Periodic Reporting for period 2 - Narratives4Change (Capitalising Public Narratives in the organising of Grassroots Roma Women)
Período documentado: 2021-06-01 hasta 2022-05-31
Public narrative is a way of linking the power of narrative to the work of leadership by learning to tell a story of self, story of us, and story of now. Leadership is defined as “accepting responsibility for enabling others to achieve shared purpose under conditions of uncertainty.” Narrative is a way we can access the emotional resources embedded in our values to transform threats to which we react fearfully into challenges to which we can respond hopefully and engage. Narrative is grounded in specific story moments in which a protagonist is confronted with a disruption for which s/he is not prepared, the choice s/he makes in response, and the resulting outcome. Because we can identify empathetically with the protagonist, we experience the emotional content of the moment, the values on which the protagonist draws to respond. The “moral” of the story we learn, then, is in this emotional experience, a “lesson of the heart” rather than only a cognitive “lesson of the head.” We can thus call on this experience as a “moral resource” when we must face disruptions endemic to the human experience.
Marshall Ganz (Rita T. Hauser Senior Lecturer in Leadership, Organizing, and Civil Society at the Kennedy School of Government at Harvard University) and his collaborators began developing a pedagogy of this practice in 2006 and since then they have adapted it in online and offline courses at the Harvard Kennedy School (HKS) and in workshops, projects, and campaigns such as the 2008 Obama for President campaign.
About Narratives4Change: some insights into its methodology
In its outgoing phase at the Harvard Kennedy School, Narratives4Change developed two interlinked studies. First, an online questionnaire aimed at mapping and capturing how the public narrative was being used, and evidence of its impacts. Second, and three case studies of campaigns organized or supported either by civic organizations or public institutions that have used public narrative in their implementation. Three were the main criteria for the selection of the case studies. First, having some previous evidence of their impact when using public narrative. Second, cases that make it possible to be studied in light of the field of gender, education, or health. And third, geographical and cultural diversity.
In its return phase at the Autonomous University of Barcelona, Narratives4Change conducted research with Roma women member of Roma organizations, and focused on researching on Roma women leadership, and to what extent there were elements of the public narrative framework that could be adapted and capitalized in the leadership development promoted by specific grassroot Roma women civic association in Spain.
This way, in its return phase, Narratives4Change worked with hundreds of grassroots Roma women in Spain, explaining what Public Narrative is, in some cases coaching about it, and also inquiring on what are the specific traits of Roma women leadership.

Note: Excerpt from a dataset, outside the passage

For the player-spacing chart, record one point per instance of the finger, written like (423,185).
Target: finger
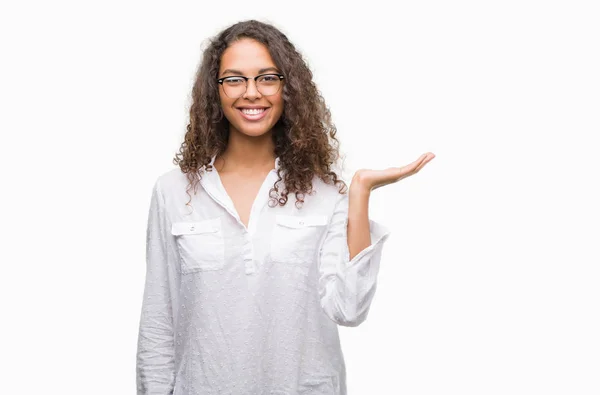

Note that key aspects of the methodological cuisine of the Narratives4Change project have been explained in detail in the following publication: Aiello, E. & Sordé, T. (2021) Capturing the Impact of Public Narrative: Methodological Challenges Encountered and Opportunities Opened, International Journal of Qualitative Methods. https://doi.org/10.1177/16094069211050160
See more about this in "Narratives4Change Research Brief 1": https://gedime.uab.cat/narratives4chance/
In the return phase, the work conducted with grassroots Roma women in Spain, most of them organized in civic organizations, enabled to better understand how Roma women leadership work. The type of leadership exercised and promoted by grassroots Roma women organised in civic organizations has “dialogic” traits, as it is constructed and emerged based on egalitarian and intersubjective dialogue among Roma women themselves, and their communities.
These traits are, leadership assumed in a relational way, as a collective responsibility and developed with others; putting the Roma values and shared identity at the core; and with a strong understanding of the need of intergenerational solidarity among themselves as a motor of organized action.
See more about “Roma women leadership”, in the following publication: Aiello, E., Sordé, T., Khalfaoui, A. & Redondo-Sama, G. (2022). Dialogic traits of Roma women leadership. Multidisciplinary Journal of Gender Studies,11(3), 200-232.doi: 10.17583/generos.10784
Besides this, the Narratives4Change project also reveals that for the case of Spanish Roma women organized in civic organization, the type of leadership they perform and develop presents at least three traits which, being dialogue an underlying aspect to them, are unique to how Roma women embrace leadership projects, understand their mission as leaders, and engage other women in their endeavors. These traits are, leadership assumed in a relational way, as a collective responsibility and developed with others; putting the Roma values and shared identity at the core; and with a strong understanding of the need of intergenerational solidarity among themselves as a motor of organized action.